La journée du 1er mai promettait d‘être tendue, elle a tourné à l‘émeute entre des groupes de manifestants et 40 000 policiers déployés sur ordre du gouvernement Erdogan pour empêcher tout rassemblement sur la place Taksim. C’est là qu’en juin dernier est né la contestation anti-gouvernementale qui a fait vaciller le régime. Et de crainte de voir renaître un mouvement qui le dépasse, le Premier ministre avait formellement interdit tout rassemblement sur cette place à l’occasion de la fête des travailleurs.

Mais les centrales syndicales et des partis d’opposition avaient malgré tout appelé à s’y retrouver.

Notre correspondant nous explique que “dans cette rue qui mène à la place Taksim se trouvent les bureaux du syndicat de gauche Disk”. “Les militants et la police anti-émeutes s’affrontent ici depuis des heures” dit-il.

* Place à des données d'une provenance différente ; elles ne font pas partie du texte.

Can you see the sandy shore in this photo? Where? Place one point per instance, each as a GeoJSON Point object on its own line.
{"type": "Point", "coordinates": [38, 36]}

Selon la préfecture d’Istanbul, 90 personnes ont été blessées dont 19 policiers. Ces blessés n’ont été que légèrement atteints, pour la plupart incommodées par les gaz lacrymogènes, précise l’association des avocats progressistes.

Plus de 140 manifestants ont été interpellés.

Depuis l’an dernier, le gouvernement Erdogan est accusé de dérive autoritaire et islamiste.

Des incidents ont également éclaté à Ankara, où des centaines de manifestants ont été dispersés sans ménagement.